16.And he shall make amends for the harm. Hence it more plainly appears, as I have recently stated, that they, who withheld anything of God’s full right, are said to have sinned “in the holy thing;” since they are commanded to make restitution with the addition of a fifth part. Yet let my readers remember, that those who are compelled to make restitution, are not such as have fraudulently embezzled the sacred things, but those who under some vain pretext have flattered themselves for a time, so as to be unaffected by any conviction of their fault. The object therefore of this sacrifice, was to arouse the people to attention, so that postponing their private advantage, they should freely pay what was due to God. (270) Theirs is but foolish trifling who think that Moses, having before spoken of sins (peccata ), now prescribes the mode of making expiation for delinquencies (delicta ), since he uses the same words indifferently on all occasions, and also designates all the victims by the same name. But to make out a delinquency to be greater than a sin is a piece of gross ignorance; nor does it need a long refutation, since it manifestly appears that in this passage a special rule is delivered as to the means of obtaining pardon when a person through thoughtlessness has not reflected that he has omitted to discharge in full either his vows or oblations.

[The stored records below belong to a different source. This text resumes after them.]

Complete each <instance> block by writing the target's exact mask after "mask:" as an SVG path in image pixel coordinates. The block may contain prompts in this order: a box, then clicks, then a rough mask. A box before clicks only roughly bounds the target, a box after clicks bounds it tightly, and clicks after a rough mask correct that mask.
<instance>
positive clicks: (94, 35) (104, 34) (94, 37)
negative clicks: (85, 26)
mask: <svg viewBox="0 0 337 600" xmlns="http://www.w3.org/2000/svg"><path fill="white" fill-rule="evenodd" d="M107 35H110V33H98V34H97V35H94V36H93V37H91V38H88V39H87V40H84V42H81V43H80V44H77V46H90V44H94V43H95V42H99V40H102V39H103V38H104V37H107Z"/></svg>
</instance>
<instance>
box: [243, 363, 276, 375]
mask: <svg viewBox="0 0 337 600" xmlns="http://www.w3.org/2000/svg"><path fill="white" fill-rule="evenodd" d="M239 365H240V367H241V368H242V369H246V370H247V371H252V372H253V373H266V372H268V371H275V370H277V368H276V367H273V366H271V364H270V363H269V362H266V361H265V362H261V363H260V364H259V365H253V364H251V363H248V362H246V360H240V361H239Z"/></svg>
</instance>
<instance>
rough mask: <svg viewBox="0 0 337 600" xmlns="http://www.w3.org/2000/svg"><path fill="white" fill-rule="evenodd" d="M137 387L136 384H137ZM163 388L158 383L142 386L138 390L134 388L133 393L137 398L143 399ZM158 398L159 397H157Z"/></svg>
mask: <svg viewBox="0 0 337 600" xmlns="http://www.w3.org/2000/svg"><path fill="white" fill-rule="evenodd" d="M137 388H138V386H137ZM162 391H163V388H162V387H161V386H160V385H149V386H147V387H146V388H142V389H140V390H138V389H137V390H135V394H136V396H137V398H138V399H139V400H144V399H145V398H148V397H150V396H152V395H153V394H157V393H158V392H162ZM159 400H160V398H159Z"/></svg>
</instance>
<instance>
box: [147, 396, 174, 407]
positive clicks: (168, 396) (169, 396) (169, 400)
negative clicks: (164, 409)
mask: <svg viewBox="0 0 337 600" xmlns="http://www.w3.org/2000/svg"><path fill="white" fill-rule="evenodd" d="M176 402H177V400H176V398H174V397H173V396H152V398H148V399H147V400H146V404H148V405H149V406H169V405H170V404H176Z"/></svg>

(270) This is the gloss of Bonfrerius in Poole’s Synopsis.

Verse 17

17.And if soul sin. Although the expressions seem to be general, as if he briefly confirmed what he had said before, yet it is necessary to connect them with the last sentence, or at least to restrict them to certain cases. The former exposition appears to me to be the right one; nor is there any absurdity in the repetition, to cut off all occasion for subterfuge from the disobedient. Still I do not deny that the reason which is added at the end, applies to all the modes of expiation of which he has been treating; viz., that although he may pretend ignorance who has fallen into sin inconsiderately, or who has not intentionally sinned, or who through forgetfulness has contracted any defilement, still he is guilty before God until he makes reconciliation. When therefore he again commands that a ram without blemish, and of full value should be offered, he once more shews how they must purge themselves who have been too stingy in their oblations. Immediately after he adds a reason common to all the other errors; as if he had said, that they are not absolved before God who offer the excuse of ignorance as a cover for their fault.